* [PATCH] ipv4: Add sysctl knob to control early socket demux
@ 2012-06-21 23:58 Alexander Duyck
2012-06-23 0:15 ` David Miller
0 siblings, 1 reply; 5+ messages in thread
From: Alexander Duyck @ 2012-06-21 23:58 UTC (permalink / raw)
To: netdev; +Cc: jeffrey.t.kirsher, David S. Miller, Eric Dumazet, Alexander Duyck
This change is meant to add a control for disabling early socket demux.
The main motivation behind this patch is to provide an option to disable
the feature as it adds an additional cost to routing that reduces overall
throughput by up to 5%. For example one of my systems went from 12.1Mpps
to 11.6 after the early socket demux was added. It looks like the reason
for the regression is that we are now having to perform two lookups, first
the one for an established socket, and then the one for the routing table.
By adding this patch and toggling the value for ip_early_demux to 0 I am
able to get back to the 12.1Mpps I was previously seeing.
Cc: David S. Miller <davem@davemloft.net>
Cc: Eric Dumazet <edumazet@google.com>
Signed-off-by: Alexander Duyck <alexander.h.duyck@intel.com>
---
I am open to any comments or suggestions on this patch. I had seen the
earlier discussions and saw mention of adding a control for disabling the
early demux feature so I figured I would just code it up real quick once I
ran into the regression. I am assuming it is okay to disable the early
demux code since I suspect there is other code in place that will still
handle the demux for the TCP sockets later. Also I wasn't sure about the
sysctl since I haven't set one up before.
include/linux/sysctl.h | 1 +
include/net/ip.h | 3 +++
kernel/sysctl_binary.c | 2 ++
net/ipv4/ip_input.c | 19 +++++++++++--------
net/ipv4/sysctl_net_ipv4.c | 7 +++++++
5 files changed, 24 insertions(+), 8 deletions(-)
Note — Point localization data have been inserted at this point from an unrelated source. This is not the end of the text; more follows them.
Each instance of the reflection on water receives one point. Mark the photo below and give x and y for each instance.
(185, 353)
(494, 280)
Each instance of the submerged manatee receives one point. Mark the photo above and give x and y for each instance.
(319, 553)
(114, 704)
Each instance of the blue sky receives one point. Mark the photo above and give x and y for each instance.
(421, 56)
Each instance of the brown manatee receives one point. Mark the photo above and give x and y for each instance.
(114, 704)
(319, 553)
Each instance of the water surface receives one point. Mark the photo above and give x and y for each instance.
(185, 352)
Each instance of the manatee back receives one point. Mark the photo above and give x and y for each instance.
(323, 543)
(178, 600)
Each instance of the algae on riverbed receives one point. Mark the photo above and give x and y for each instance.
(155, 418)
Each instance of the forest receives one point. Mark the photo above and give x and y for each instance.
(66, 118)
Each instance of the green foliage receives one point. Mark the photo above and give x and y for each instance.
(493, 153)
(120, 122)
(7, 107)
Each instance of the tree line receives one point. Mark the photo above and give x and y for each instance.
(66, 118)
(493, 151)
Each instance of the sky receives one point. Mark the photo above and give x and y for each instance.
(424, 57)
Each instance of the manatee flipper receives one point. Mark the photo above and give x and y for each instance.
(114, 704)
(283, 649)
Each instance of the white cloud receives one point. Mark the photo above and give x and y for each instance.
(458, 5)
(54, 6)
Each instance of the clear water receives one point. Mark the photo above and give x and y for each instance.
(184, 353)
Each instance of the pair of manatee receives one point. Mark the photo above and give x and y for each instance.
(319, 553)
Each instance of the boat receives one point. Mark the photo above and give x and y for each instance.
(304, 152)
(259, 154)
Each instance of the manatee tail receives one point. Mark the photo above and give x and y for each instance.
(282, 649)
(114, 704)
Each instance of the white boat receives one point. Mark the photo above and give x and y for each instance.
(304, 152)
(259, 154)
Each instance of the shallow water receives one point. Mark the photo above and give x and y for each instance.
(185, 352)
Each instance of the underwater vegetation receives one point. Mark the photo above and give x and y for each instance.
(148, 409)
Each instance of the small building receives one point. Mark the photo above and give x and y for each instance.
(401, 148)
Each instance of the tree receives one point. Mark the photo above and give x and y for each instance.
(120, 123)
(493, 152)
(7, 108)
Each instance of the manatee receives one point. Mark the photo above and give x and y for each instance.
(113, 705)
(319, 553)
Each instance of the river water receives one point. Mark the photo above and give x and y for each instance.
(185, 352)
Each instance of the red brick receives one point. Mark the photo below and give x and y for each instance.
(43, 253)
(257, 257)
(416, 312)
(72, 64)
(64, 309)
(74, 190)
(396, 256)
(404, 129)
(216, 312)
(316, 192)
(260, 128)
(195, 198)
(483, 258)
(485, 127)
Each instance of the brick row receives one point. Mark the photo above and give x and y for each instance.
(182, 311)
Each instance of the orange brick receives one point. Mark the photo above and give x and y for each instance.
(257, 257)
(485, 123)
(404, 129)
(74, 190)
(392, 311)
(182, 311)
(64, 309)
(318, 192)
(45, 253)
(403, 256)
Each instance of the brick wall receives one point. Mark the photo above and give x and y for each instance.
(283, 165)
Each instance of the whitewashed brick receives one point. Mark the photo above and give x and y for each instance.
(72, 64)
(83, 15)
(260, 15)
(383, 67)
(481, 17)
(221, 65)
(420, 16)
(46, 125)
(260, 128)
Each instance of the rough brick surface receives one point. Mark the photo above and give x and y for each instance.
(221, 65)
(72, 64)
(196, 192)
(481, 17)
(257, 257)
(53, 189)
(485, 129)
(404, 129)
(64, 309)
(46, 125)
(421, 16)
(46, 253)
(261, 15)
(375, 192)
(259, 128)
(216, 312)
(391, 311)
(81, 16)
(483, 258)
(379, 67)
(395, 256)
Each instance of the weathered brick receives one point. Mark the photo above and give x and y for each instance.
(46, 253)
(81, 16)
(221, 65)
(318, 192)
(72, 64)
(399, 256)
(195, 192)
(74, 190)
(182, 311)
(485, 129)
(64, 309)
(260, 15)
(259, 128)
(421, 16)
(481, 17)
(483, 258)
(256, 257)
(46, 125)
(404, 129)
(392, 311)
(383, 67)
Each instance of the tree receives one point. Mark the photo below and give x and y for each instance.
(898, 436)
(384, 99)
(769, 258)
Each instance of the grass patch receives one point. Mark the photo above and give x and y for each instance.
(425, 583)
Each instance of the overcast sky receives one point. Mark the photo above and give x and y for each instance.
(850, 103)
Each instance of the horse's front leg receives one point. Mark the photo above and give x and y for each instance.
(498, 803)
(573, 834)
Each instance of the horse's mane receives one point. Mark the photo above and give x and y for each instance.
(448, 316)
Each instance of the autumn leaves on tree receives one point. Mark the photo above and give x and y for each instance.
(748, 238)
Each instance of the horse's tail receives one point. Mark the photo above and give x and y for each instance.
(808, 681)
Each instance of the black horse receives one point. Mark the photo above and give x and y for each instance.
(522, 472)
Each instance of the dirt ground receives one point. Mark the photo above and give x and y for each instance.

diff --git a/include/linux/sysctl.h b/include/linux/sysctl.h
index c34b4c8..20825e5 100644
--- a/include/linux/sysctl.h
+++ b/include/linux/sysctl.h
@@ -425,6 +425,7 @@ enum
NET_TCP_ALLOWED_CONG_CONTROL=123,
NET_TCP_MAX_SSTHRESH=124,
NET_TCP_FRTO_RESPONSE=125,
+ NET_IPV4_EARLY_DEMUX=126,
};
enum {
diff --git a/include/net/ip.h b/include/net/ip.h
index 83e0619..50841bd 100644
--- a/include/net/ip.h
+++ b/include/net/ip.h
@@ -210,6 +210,9 @@ extern int inet_peer_threshold;
extern int inet_peer_minttl;
extern int inet_peer_maxttl;
+/* From ip_input.c */
+extern int sysctl_ip_early_demux;
+
/* From ip_output.c */
extern int sysctl_ip_dynaddr;
diff --git a/kernel/sysctl_binary.c b/kernel/sysctl_binary.c
index a650694..6a3cf82 100644
--- a/kernel/sysctl_binary.c
+++ b/kernel/sysctl_binary.c
@@ -415,6 +415,8 @@ static const struct bin_table bin_net_ipv4_table[] = {
{ CTL_INT, NET_IPV4_IPFRAG_SECRET_INTERVAL, "ipfrag_secret_interval" },
/* NET_IPV4_IPFRAG_MAX_DIST "ipfrag_max_dist" no longer used */
+ { CTL_INT, NET_IPV4_EARLY_DEMUX, "ip_early_demux" },
+
{ CTL_INT, 2088 /* NET_IPQ_QMAX */, "ip_queue_maxlen" },
/* NET_TCP_DEFAULT_WIN_SCALE unused */
diff --git a/net/ipv4/ip_input.c b/net/ipv4/ip_input.c
index 93b092c..07de38d 100644
--- a/net/ipv4/ip_input.c
+++ b/net/ipv4/ip_input.c
@@ -313,6 +313,8 @@ drop:
return true;
}
+int sysctl_ip_early_demux __read_mostly = 1;
+
static int ip_rcv_finish(struct sk_buff *skb)
{
const struct iphdr *iph = ip_hdr(skb);
@@ -325,14 +327,15 @@ static int ip_rcv_finish(struct sk_buff *skb)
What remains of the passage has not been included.